Wiki
Data Lake
How DataTalks.Club podcast guests use data lake as raw, flexible storage for files, events, logs, and long-lived history, plus the governance, table-format, and DataOps work needed to keep it useful.
Related Wiki Pages
DataTalks.Club guests use data lake to mean broad analytical storage for raw or lightly processed data. It can hold structured tables and click events. It can also hold logs and files, images and video, IoT payloads, and long-lived history. Teams use that flexibility to keep source detail before they know every downstream question.
That flexibility creates the main risk. The team needs ownership, catalogs, quality checks, access rules and reproducible processing. Without those controls, a lake becomes a place where people dump data and stop trusting it.
Natalie Kwong uses the data lake versus data warehouse comparison to explain that risk in ETL vs ELT and the Modern Data Stack, 19:50-27:39. Lars Albertsson then gives the platform version in DataOps 101 for Scaling Data Platforms, 16:42-30:34. He argues that raw storage works when the platform keeps data immutable, governed, and reproducible.
Definition and Scope
Kwong contrasts data lakes with the warehouse-centered modern data stack. A warehouse is built for structured analytical tables and SQL access. A lake is more open to different file types and structures. Her KeepTruckin example uses IoT images and video. It shows why a team may need storage that a warehouse doesn’t naturally handle (ETL vs ELT and the Modern Data Stack, 19:50).
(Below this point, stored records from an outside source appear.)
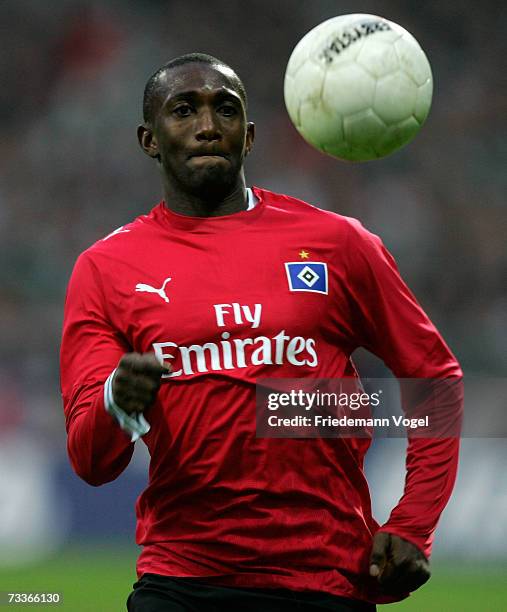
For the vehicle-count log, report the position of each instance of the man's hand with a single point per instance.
(398, 565)
(136, 381)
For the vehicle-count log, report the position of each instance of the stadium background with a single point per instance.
(72, 79)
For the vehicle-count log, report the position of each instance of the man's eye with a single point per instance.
(228, 110)
(184, 110)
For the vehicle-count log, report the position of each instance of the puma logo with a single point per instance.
(149, 289)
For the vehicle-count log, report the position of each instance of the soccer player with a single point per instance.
(168, 323)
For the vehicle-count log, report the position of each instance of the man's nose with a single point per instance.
(208, 128)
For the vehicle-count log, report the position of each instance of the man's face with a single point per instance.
(200, 134)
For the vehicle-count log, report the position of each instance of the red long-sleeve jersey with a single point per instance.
(214, 298)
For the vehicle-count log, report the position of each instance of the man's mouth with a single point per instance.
(207, 155)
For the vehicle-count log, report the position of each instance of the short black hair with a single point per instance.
(152, 85)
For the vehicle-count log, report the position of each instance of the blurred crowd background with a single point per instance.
(71, 171)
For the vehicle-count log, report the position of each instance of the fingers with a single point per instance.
(401, 566)
(136, 381)
(146, 363)
(379, 553)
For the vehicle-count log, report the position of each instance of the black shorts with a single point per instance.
(154, 593)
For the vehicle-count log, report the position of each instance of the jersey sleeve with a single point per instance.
(389, 322)
(91, 348)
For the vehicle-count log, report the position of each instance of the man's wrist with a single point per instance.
(134, 424)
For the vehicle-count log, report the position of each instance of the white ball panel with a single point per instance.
(348, 90)
(379, 59)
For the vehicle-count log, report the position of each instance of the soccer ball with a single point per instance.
(358, 87)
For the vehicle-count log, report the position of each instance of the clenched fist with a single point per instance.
(137, 380)
(398, 565)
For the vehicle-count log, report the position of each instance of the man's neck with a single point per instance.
(195, 206)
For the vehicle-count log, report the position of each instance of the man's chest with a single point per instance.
(228, 304)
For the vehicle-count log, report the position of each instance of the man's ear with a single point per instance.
(148, 141)
(250, 137)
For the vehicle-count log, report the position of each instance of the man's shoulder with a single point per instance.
(307, 212)
(123, 240)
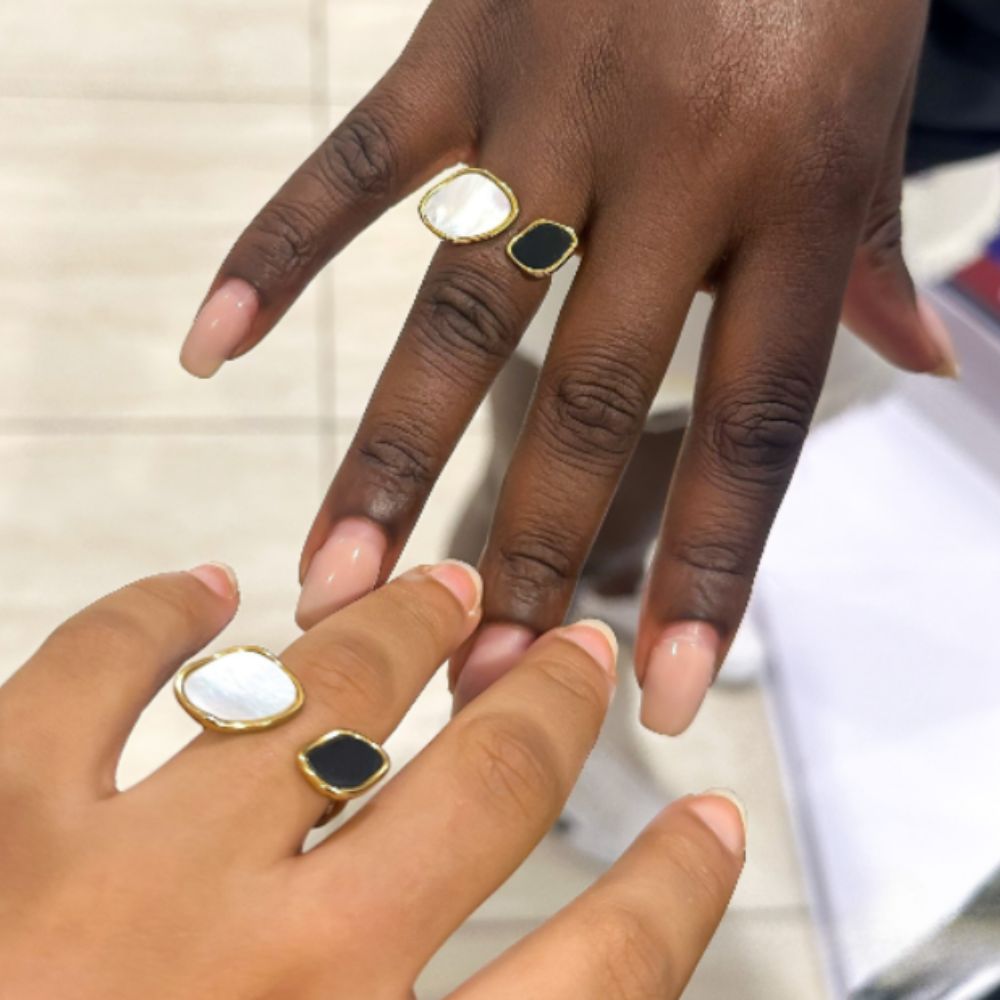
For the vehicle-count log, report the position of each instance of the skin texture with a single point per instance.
(193, 883)
(752, 148)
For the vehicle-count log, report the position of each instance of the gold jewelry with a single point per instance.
(237, 690)
(468, 206)
(342, 765)
(542, 248)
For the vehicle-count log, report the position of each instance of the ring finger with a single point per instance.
(361, 670)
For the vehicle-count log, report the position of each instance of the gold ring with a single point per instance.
(468, 206)
(542, 248)
(342, 764)
(238, 690)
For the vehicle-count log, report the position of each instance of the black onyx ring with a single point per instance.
(342, 765)
(542, 248)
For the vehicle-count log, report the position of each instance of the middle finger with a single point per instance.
(471, 311)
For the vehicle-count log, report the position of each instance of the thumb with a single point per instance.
(882, 307)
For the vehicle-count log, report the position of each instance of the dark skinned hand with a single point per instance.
(752, 147)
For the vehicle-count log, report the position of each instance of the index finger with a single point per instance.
(641, 930)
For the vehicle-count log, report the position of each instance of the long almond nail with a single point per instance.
(725, 815)
(345, 568)
(681, 669)
(496, 649)
(936, 331)
(221, 325)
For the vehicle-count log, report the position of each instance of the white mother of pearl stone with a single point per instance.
(468, 206)
(240, 686)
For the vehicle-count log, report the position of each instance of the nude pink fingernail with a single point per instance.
(937, 332)
(345, 568)
(462, 580)
(496, 649)
(221, 325)
(725, 815)
(598, 640)
(219, 577)
(680, 671)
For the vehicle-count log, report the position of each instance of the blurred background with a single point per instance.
(137, 138)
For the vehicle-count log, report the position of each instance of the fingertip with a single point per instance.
(462, 581)
(347, 566)
(598, 641)
(937, 331)
(722, 811)
(220, 578)
(221, 326)
(493, 653)
(679, 672)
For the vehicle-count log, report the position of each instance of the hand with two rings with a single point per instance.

Albertsson gives the platform definition. He treats the lake as object storage for raw dumps, usually with systems such as S3 behind it. That raw layer sits beside compute and a workflow engine. The platform turns stored data into usable outputs through functional transformations, self-service access, and governance (DataOps 101 for Scaling Data Platforms, 23:29-30:34).
Together, those episodes treat a data lake as a storage boundary, not a full analytics product. A lake can support analysts and data engineers. It can also support application and ML teams.
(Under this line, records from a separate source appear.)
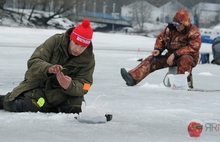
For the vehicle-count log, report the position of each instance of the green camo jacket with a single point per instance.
(55, 51)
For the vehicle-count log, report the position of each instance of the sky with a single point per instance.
(148, 111)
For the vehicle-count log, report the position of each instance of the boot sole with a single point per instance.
(128, 79)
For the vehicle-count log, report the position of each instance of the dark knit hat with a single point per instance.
(82, 34)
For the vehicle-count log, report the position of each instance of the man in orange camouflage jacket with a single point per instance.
(182, 41)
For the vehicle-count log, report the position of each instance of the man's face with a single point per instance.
(180, 27)
(76, 49)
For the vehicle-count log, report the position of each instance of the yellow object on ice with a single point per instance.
(41, 102)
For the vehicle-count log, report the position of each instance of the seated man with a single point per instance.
(216, 51)
(60, 73)
(181, 39)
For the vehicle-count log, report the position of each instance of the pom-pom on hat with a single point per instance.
(82, 34)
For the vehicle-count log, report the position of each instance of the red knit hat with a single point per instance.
(82, 34)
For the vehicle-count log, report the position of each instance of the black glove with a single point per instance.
(171, 27)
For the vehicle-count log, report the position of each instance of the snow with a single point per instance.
(148, 111)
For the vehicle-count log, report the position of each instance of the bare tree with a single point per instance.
(2, 3)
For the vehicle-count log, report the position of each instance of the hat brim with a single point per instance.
(175, 23)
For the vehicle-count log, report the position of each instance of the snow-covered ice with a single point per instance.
(148, 111)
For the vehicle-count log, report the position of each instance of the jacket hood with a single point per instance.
(182, 16)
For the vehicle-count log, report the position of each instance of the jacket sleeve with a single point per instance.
(81, 81)
(38, 64)
(160, 43)
(193, 46)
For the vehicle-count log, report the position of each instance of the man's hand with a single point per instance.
(155, 53)
(170, 59)
(55, 69)
(63, 80)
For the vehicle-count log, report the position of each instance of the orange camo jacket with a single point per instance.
(186, 42)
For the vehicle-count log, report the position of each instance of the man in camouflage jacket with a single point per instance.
(60, 73)
(182, 41)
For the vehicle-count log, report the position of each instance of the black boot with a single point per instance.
(127, 77)
(1, 101)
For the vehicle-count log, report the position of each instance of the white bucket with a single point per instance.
(178, 81)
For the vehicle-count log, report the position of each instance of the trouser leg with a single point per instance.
(150, 64)
(185, 63)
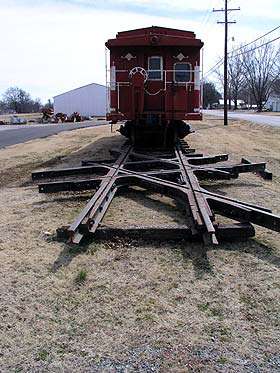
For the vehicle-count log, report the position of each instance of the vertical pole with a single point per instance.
(225, 68)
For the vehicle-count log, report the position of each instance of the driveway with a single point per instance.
(15, 134)
(256, 118)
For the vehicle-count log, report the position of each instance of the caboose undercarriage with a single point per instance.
(153, 130)
(173, 172)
That only works when the team also operates ingestion and transformation. It must also operate access and trust mechanisms around the lake. So this topic belongs near data engineering platforms and DataOps. It also belongs near data governance, not only near storage.
Lake, Warehouse, and Lakehouse
The archive doesn’t frame data lakes as a simple warehouse replacement. Kwong argues that data warehouses and data lakes serve different consumers. An analytics team often works mainly inside the warehouse. The warehouse contains BI-facing outputs, SQL models and data marts.
Engineering teams may rely on a lake when files need a more flexible store. Events and application data may need that too (ETL vs ELT and the Modern Data Stack, 24:24-27:39).
That makes ETL vs ELT part of the same decision. ELT loads source data first. The team then transforms it in an analytical destination.
Kwong’s episode explains why that gives analysts more flexibility when fields or business questions change. A warehouse can be the destination. A lake or lakehouse can also be the first durable landing zone (ETL vs ELT and the Modern Data Stack, 7:57-18:47).
Teams enter the data warehouse vs data lakehouse comparison when they want warehouse-like behavior on lake storage. Albertsson describes a lakehouse as something that technically looks like a data lake. It adds interactive exploration and warehouse-style use (DataOps 101 for Scaling Data Platforms, 1:07:52).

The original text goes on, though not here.